Di Indonesia, jenis nasi instan yang populer adalah nasi liwet. Nasi liwet merupakan kuliner khas Jawa Barat, dimana nasi dimasak bersama aneka bumbu dan rempah sehingga menghasilkan nasi yang beraroma gurih dan rasa yang lebih menggugah selera.

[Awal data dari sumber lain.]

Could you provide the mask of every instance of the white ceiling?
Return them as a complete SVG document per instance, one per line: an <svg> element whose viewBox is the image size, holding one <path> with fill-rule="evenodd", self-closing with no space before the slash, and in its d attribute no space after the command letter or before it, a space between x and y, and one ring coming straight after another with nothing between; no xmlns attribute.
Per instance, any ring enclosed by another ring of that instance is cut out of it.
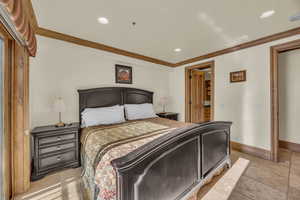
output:
<svg viewBox="0 0 300 200"><path fill-rule="evenodd" d="M32 2L40 27L174 63L300 27L288 20L300 12L300 0ZM260 19L268 10L276 13ZM99 24L98 17L110 23Z"/></svg>

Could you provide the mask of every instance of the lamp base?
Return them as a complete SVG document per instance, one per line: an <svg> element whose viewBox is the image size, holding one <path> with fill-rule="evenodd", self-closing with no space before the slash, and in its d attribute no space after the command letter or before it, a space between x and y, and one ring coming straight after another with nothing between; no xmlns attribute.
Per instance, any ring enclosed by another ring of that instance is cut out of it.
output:
<svg viewBox="0 0 300 200"><path fill-rule="evenodd" d="M66 124L63 122L59 122L57 124L55 124L56 127L64 127Z"/></svg>

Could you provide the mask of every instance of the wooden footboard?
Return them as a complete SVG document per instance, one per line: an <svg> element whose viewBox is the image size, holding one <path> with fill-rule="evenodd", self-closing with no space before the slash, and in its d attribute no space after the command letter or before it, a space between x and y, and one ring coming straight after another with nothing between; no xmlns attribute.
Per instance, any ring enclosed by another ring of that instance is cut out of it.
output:
<svg viewBox="0 0 300 200"><path fill-rule="evenodd" d="M118 200L179 200L224 163L230 165L231 122L177 129L112 161Z"/></svg>

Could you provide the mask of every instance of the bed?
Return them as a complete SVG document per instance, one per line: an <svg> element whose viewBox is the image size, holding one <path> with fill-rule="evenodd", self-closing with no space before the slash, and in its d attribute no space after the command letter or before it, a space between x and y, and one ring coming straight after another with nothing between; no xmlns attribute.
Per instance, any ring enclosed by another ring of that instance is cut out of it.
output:
<svg viewBox="0 0 300 200"><path fill-rule="evenodd" d="M153 92L105 87L79 92L86 108L153 103ZM189 124L162 118L81 130L83 182L91 200L187 199L230 167L231 122Z"/></svg>

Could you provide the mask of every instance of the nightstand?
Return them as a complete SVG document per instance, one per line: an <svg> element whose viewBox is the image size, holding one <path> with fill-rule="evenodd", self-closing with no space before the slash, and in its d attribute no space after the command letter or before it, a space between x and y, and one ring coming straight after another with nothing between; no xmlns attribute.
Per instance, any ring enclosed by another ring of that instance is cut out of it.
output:
<svg viewBox="0 0 300 200"><path fill-rule="evenodd" d="M42 126L31 132L31 180L61 169L80 166L79 123Z"/></svg>
<svg viewBox="0 0 300 200"><path fill-rule="evenodd" d="M161 118L167 118L171 120L178 120L178 113L173 113L173 112L164 112L164 113L156 113Z"/></svg>

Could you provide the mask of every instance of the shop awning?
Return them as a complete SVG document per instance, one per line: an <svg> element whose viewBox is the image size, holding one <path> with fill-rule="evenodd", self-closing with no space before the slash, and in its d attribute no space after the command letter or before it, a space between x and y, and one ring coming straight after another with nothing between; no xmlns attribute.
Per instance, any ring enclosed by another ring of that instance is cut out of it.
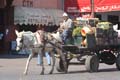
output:
<svg viewBox="0 0 120 80"><path fill-rule="evenodd" d="M44 9L44 8L14 8L14 24L46 24L59 25L62 21L64 11L59 9Z"/></svg>
<svg viewBox="0 0 120 80"><path fill-rule="evenodd" d="M90 0L65 0L65 11L73 12L90 12ZM120 11L120 0L94 0L95 12Z"/></svg>

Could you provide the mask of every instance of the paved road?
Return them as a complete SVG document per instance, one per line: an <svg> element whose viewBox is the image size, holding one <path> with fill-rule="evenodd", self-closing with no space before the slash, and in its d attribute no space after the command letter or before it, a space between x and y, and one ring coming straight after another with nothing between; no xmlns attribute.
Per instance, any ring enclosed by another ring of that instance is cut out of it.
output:
<svg viewBox="0 0 120 80"><path fill-rule="evenodd" d="M100 64L99 72L89 73L85 70L84 65L70 65L68 74L59 73L56 70L52 75L40 74L40 66L37 66L36 57L30 64L29 73L24 76L25 57L7 58L0 57L0 80L120 80L120 72L115 65Z"/></svg>

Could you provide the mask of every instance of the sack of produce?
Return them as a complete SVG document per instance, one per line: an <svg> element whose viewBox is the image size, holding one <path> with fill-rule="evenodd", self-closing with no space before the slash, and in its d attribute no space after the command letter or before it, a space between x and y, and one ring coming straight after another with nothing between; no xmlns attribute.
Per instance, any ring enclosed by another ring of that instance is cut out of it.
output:
<svg viewBox="0 0 120 80"><path fill-rule="evenodd" d="M93 33L93 31L92 31L91 27L85 26L81 29L81 35L84 36L84 37L87 34L92 34L92 33Z"/></svg>
<svg viewBox="0 0 120 80"><path fill-rule="evenodd" d="M113 27L113 25L110 22L99 22L97 24L97 28L101 28L103 30L108 30L108 29L110 29L112 27Z"/></svg>

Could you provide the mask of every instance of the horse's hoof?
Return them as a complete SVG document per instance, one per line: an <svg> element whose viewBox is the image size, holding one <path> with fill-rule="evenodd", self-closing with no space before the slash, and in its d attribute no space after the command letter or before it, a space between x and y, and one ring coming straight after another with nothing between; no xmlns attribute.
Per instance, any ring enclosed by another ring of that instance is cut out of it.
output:
<svg viewBox="0 0 120 80"><path fill-rule="evenodd" d="M41 64L37 64L37 66L42 66Z"/></svg>
<svg viewBox="0 0 120 80"><path fill-rule="evenodd" d="M40 75L44 75L44 72L41 72Z"/></svg>
<svg viewBox="0 0 120 80"><path fill-rule="evenodd" d="M27 72L24 72L23 74L24 74L24 75L27 75Z"/></svg>
<svg viewBox="0 0 120 80"><path fill-rule="evenodd" d="M51 64L48 64L48 66L51 66Z"/></svg>
<svg viewBox="0 0 120 80"><path fill-rule="evenodd" d="M65 71L65 74L67 74L68 73L68 71Z"/></svg>
<svg viewBox="0 0 120 80"><path fill-rule="evenodd" d="M49 74L52 74L52 72L50 72Z"/></svg>

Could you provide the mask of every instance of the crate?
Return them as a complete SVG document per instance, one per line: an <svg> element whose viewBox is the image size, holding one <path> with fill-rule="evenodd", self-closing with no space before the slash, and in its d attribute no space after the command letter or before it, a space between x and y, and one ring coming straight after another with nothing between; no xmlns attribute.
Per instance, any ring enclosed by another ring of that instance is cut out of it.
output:
<svg viewBox="0 0 120 80"><path fill-rule="evenodd" d="M102 38L104 37L104 30L102 28L96 28L96 33L95 33L97 38Z"/></svg>
<svg viewBox="0 0 120 80"><path fill-rule="evenodd" d="M116 46L116 45L118 45L118 40L117 40L117 37L96 38L96 45L98 45L98 46Z"/></svg>
<svg viewBox="0 0 120 80"><path fill-rule="evenodd" d="M103 38L96 38L96 45L104 45L104 40Z"/></svg>
<svg viewBox="0 0 120 80"><path fill-rule="evenodd" d="M87 34L87 48L95 48L96 47L96 39L94 34Z"/></svg>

nasi instan enakSaat ini telah banyak wirausahawan lokal yang terjun ke bisnis pembuatan nasi instan yang dikemas dalam kemasan modern, misalnya saja nasi liwet instan merek Seribu Satu, Kabayan, Garut, Tugu, Pa Tani dan sebagainya. Seperti apakah gambaran bisnis produksi nasi instan tersebut? Berikut sekilas deskripsinya:

Proses Pembuatan Nasi Instan
Dalam proses pembuatan nasi instant, ada beberapa metode atau cara yang bisa digunakan, diantaranya adalah Metode Rendam-Rebus-Kuskus-Keringkan. Teknik pembuatan nasi instan ini dikembangkan oleh General Foods Corporation yang membuat produk Minute Rice. Caranya adalah beras direndam dalam air sehingga kadar air dalam butiran beras meningkat menjadi 30%. Setelah itu, direbus sekitar 8-10 menit agar kadar airnya menjadi 70%. Sesudah ditiriskan, beras yang telah masak tersebut direndam dalam air dingin selama 2 menit.

Kemudian langkah selanjutnya adalah dihamparkan dan dikeringkan dengan menggunakan aliran udara panas bersuhu 140 derajat Celcius agar kadar airnya menjadi 8-14%, sehingga dihasilkan struktur nasi kering yang berpori. Selain Metode Rendam-Rebus-Kuskus-Keringkan, beberapa cara lain yang digunakan adalah penggunaan bahan kimia Na2HPO4,  dan metode pembekuan.

Nasi instan takkan terasa enak jika tanpa disertai bumbu tambahan, seperti halnya dengan mie instan, yakni bumbu rempah, minyak sayur, dan bumbu penyedap. Oleh sebab itu, konsep nasi instan yang dambil dari resep kuliner tradisional nasi liwet menjadi  daya tarik tersendiri. Campuran komposisi bumbu kering yang biasanya dipakai adalah daun salam, bawang merah goreng, serai, dan bawang putih goreng.

Selain rasa dan kualitas produknya, hal lain yang wajib diperhatikan dalam bisnis pembuatan nasi instan ini adalah kemasannya. Kemasan didesain menarik, higienis, modern, dengan berbagai varian ukuran, misalnya 100 gr, 250 gr dan 500 gr, sehingga dapat menyesuaikan kebutuhan dan daya beli masyarakat. Bisnis nasi instan ini cukup menjanjikan. Untuk memulainya dibutuhkan beberapa modal peralatan dan mesin produksi, seperti mesin vakum, oven, mesin seal, dan sebagainya. Namun, agar mampu meraih kesuksesan, kunci utamanya adalah penciptaan resep yang khas dan pas di lidah konsumen.